Melalui pergaulan dan kebersamaan dengan Yesus Kristus, baik langsung maupun tidak langsung, mereka pada akhirnya mengimani Yesus Kristus sebagai Anak Allah dan Juru Selamat yang sekaligus menjadi pemenuhan janji penyelamatan Allah kepada manusia, sebagaimana telah dipersiapkan dan diwartakan dalam Perjanjian Lama. Pada dasarnya pengalaman iman para penulis akan Yesus Kristus tidaklah sama, karena sangat dipengaruhi oleh berbagai macam latar belakang yang melekat pada diri penulis sendiri. Itulah sebabnya gaya, cara, dan isi pengalaman iman yang mereka sampaikan mempunyai penekanan yang berbeda satu terhadap yang lain.
Konsekuensi dari itu semua, bila manusia sekarang ingin memahami isi pesan Kitab Perjanjian Baru maka disarankan agar mereka mencoba memahami konteks kemasyarakatan dan keagamaan masyarakat dan para penulis. Walaupun demikian, pemahaman akan konteks bukan hal mutlak, sebab yang paling penting adalah bagaimana kita menempatkan Perjanjian Baru sebagai cara Allah menyampaikan kehendakNya melalui ungkapan pengalaman orang-orang yang hidup pada zaman tertentu.

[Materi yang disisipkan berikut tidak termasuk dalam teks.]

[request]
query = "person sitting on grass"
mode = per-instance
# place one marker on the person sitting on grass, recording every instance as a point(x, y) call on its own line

Di tengah berbagai kesulitan yang dialami Umat dalam membaca dan memahami isi pesan Kitab Perjanjian Baru, Konsili Suci mendesak dengan sangat semua orang beriman supaya sering kali membaca Kitab-Kitab ilahi untuk memperoleh pengertian yang mulia akan Yesus Kristus (Dei Verbum Art. 25). Santo Paulus pun dalam suratnya yang kedua kepada Timotius mengatakan bahwa “segala tulisan yang diilhamkan Allah (Kitab Suci) memang bermanfaat untuk mengajar, untuk menyatakan kesalahan, untuk memperbaiki kelakuan, dan untuk mendidik orang dalam kebenaran” (lihat 2 Timotius 3: 26). St. Hironimus berkata “Tidak mengenal Kitab Suci berarti tidak mengenal Kristus.”
Istilah Perjanjian Baru
Perjanjian Lama dengan Perjanjian Baru-walaupun sama-sama Sabda Allah merupakan dua Kitab yang berbeda. Perbedaan dapat dilihat dalam perjanjian itu. Buku yang lama (PL) berbicara mengenai perjanjian Tuhan dengan bangsa Israel; sedangkan buku kedua, yang sekarang disebut PB, berbicara mengenai perjanjian Tuhan dengan umat manusia seluruhnya dalam diri Yesus dari Nazaret. Sebetulnya harus dikatakan bahwa apa yang disebut “PB” tidak banyak bicara mengenai “perjanjian.” PB sebetulnya tidak banyak bicara mengenai perjanjian, melainkan mengenai Yesus. Namun adalah kekhususan dari PB, bahwa melihat diri sebagai lanjutan dari PL. Ada suatu kesinambungan. Maka kedua-duanya dilihat sebagai perjanjian Tuhan dengan umat manusia. Cuma dalam fase pertama, atau dalam perjanjian yang lama itu, perjanjian masih dibatasi pada bangsa Israel, sedangkan dalam periode kedua, yang disebut “perjanjian yang baru,” hubungan itu diperluas kepada umat manusia seluruhnya. Maka isi daripada kata “perjanjian” lebih jelas dalam PL, tetapi lebih mendalam dalam PB. Dalam PB Tuhan berhubungan dengan umat manusia bukan lagi melalui suatu naskah perjanjian, melainkan melalui Putera-Nya sendiri ialah Tuhan kita Yesus Kristus.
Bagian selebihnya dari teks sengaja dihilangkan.